Published September 2006 as part of the HonorAir article
Hendersonville Times-News

http://www.blueridgenow.com/article/20060923/NEWS/609230335/0/search

Vets Recall World War II

By Jennie Jones Giles
Dewey Hunnicutt, 82, left Henderson County before the war started to join the Navy. He was in boot camp when the Japanese bombed Pearl Harbor.
“We didn’t have any idea where Pearl Harbor was,” he said. “But we knew we were going to war.”
He was assigned to the Destroyer O’Brien and left for the Pacific. When the sailors arrived in Pearl Harbor, they saw the devastation.
“I knew then this was no place for a little country boy,” Hunnicutt said.
The sailors on the destroyer had one job: to protect the nation’s remaining aircraft carriers from a Japanese attack.
“We were down around the Solomon Islands,” he said. “We would go out and stay for days with the carriers. You knew nothing about where you were.”
He was a gunner.
“Unless you were there, you don’t know how close we came to losing it (the war),” he said. “The Japanese had the best torpedoes and we didn’t know it.”
Hunnicutt was on lookout one afternoon, manning the phones, when he heard the USS Wasp was hit.
“I jumped up, grabbed my life jacket,” he said. “The Wasp was burning. The task force did a 180 degree turn the other way. One boy was pointing in the water and couldn’t say anything.”
What the young sailor was pointing at was the wake of a torpedo about 35 to 40 yards from the destroyer.
“It didn’t hit,” Hunnicutt said. “It went under us and out the other side.”
About the time the sailors began to relax, the ship was hit at the bow.
“It broke the keel in three places,” he said.
The squadron commander sent a message, “Goodbye, good luck and God bless you,” Hunnicutt said.
The sailors managed, alone in enemy waters, to get the destroyer back to safety.

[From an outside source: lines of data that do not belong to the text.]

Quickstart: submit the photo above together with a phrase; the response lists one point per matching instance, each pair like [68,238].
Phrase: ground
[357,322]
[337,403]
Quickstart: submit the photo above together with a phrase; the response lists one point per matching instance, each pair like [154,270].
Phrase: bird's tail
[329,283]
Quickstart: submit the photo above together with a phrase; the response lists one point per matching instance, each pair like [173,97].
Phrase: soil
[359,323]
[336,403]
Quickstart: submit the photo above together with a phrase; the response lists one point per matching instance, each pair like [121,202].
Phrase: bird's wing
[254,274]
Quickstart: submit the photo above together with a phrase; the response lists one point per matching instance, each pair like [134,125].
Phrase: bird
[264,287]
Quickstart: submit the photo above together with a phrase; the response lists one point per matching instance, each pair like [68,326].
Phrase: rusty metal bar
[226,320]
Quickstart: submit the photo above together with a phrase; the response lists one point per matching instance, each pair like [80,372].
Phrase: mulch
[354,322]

Repairs were made and they started back to the United States.
“We hit rough water and it broke in two,” he said.
The fleet oiler Cimarron picked the sailors up.

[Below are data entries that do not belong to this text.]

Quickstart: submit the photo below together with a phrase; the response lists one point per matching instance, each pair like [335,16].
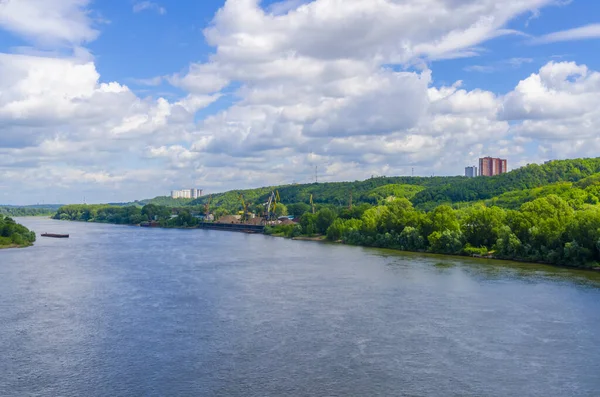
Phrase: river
[126,311]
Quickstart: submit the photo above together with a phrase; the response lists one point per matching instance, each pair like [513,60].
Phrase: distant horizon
[114,101]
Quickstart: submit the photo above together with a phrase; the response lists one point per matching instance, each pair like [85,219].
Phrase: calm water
[124,311]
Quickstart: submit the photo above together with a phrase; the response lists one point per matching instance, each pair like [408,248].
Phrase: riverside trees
[14,235]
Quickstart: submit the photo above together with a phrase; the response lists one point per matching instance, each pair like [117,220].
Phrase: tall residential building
[471,172]
[490,166]
[186,193]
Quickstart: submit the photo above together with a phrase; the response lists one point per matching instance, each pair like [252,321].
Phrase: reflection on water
[120,310]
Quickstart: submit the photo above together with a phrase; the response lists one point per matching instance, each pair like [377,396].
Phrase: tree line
[13,234]
[547,229]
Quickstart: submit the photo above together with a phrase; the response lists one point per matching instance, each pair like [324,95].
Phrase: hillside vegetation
[28,210]
[14,235]
[548,213]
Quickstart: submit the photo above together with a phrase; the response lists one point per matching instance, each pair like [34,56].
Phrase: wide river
[126,311]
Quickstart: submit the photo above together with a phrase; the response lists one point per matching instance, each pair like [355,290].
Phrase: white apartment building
[186,193]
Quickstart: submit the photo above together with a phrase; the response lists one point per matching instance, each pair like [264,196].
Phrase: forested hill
[30,210]
[531,176]
[14,235]
[431,192]
[335,193]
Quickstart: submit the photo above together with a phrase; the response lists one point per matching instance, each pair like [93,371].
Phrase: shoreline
[14,246]
[323,239]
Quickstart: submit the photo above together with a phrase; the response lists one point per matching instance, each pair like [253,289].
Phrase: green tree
[324,218]
[481,225]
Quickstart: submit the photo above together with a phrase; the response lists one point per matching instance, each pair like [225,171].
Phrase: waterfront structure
[186,193]
[471,172]
[490,166]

The USS Bennett destroyer was commissioned Feb. 9, 1943, and Hunnicutt joined the crew, heading back to the Pacific.
They sailed the “slot” around the Guadacanal.

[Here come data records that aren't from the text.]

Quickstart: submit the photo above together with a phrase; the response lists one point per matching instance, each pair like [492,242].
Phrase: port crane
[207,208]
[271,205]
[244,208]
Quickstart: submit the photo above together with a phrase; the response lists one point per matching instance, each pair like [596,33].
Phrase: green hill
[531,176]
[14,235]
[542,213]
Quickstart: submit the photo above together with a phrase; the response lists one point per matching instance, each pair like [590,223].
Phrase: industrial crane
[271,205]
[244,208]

“We were doing convoy duty up the slot,” he said.
Once, Australian commandoes slipped off the destroyer onto an island.
“We took them off the next night,” he said. “They tore the whole place up.”
He was at the invasion of Saipan.
“The whole island was ringed with ships,” he said.
They were sent to Guam.
“We were bombarding there and protecting the ‘frogmen’ (Navy Seals),” Hunnicutt said. “They were blowing up reefs so the Higgins boats wouldn’t hit them.”
The Marines came by in the Higgins boats and we said “Go get ’em boys.”
One of the Marines he talked to in the Pacific was also from Henderson County, Spevines Jones, the brother of his future wife.
“That’s how I met Betty,” he said.
Hunnicutt played baseball with the county’s industrial leagues, retired from Berkeley Mills, and now is a starter at the Cliffs of Valley Golf Course.
Hunnicutt is going to pay his respects at the World War II Memorial in honor of others.
“I want to see the names of the guys I knew,” he said. “I’m going in honor of the guys I was raised with that didn’t make it. Isn’t that what it’s about? Those people who didn’t make it.
“There’s nothing to brag about killing somebody,” he said. “It’s the Marines and soldiers who had it worst, killing a person. We shot at objects. I’ve always been thankful for that.
“We practiced every day,” he said as his eyes misted with tears. “Load it and ram it. Load it and ram it.”